To do away with power-guzzling air-conditioning towers, Facebook located the 333,400-square-foot facility in the high desert of central Oregon, where humidity stays low and summer temperatures peak at 90 degrees. Clad in corrugated steel and enclosed by a wall of precast-concrete panels, Sheehan Partners' design functions as a giant cooling system. Large fan walls in the mechanical penthouse push dry desert air through filters; next, misters send fine sprays of water into the air. When the water evaporates, the air temperature drops in a process called evaporative cooling. This arrangement takes advantage of advances in the operation of servers, which now run comfortably at 80 degrees, warmer than the former standard of 68 to 72 degrees.

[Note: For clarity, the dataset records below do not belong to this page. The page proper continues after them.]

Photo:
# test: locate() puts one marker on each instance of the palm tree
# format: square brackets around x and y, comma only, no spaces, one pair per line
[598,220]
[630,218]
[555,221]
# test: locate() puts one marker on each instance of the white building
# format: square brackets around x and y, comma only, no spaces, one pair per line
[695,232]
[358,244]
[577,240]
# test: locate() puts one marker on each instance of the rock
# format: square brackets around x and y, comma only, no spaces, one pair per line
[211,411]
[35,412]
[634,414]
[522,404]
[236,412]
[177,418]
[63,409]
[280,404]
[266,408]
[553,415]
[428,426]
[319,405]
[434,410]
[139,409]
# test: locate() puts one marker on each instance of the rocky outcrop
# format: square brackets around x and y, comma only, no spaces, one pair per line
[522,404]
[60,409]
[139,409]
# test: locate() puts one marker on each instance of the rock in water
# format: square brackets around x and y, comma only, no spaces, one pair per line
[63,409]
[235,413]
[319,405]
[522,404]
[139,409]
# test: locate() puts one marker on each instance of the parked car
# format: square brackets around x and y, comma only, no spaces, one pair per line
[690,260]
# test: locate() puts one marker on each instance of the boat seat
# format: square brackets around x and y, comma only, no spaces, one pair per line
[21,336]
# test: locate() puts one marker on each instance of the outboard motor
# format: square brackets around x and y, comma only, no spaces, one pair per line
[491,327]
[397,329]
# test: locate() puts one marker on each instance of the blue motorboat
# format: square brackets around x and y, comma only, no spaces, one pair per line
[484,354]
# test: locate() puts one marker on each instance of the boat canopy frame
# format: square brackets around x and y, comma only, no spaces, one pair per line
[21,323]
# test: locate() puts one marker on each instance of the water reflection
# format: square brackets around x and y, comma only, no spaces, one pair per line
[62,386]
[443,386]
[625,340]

The architects used earth-toned concrete panels for the perimeter wall, and landscaped with large rocks salvaged during construction. The center's southwest corner houses a small office area with conference rooms and two courtyards with glazed walls, which bring daylight into the compoundlike structure.
'The building is designed around the layout of servers in their racks in rows,' Sheehan says, explaining that the length of the rows is based on the most efficient airflow through them. Facebook's custom servers accept a higher voltage than standard equipment, eliminating extra transformers and the energy loss they create. And instead of a central uninterruptible power supply (another source of waste), each server has its own small power supply that accepts both alternating and direct current.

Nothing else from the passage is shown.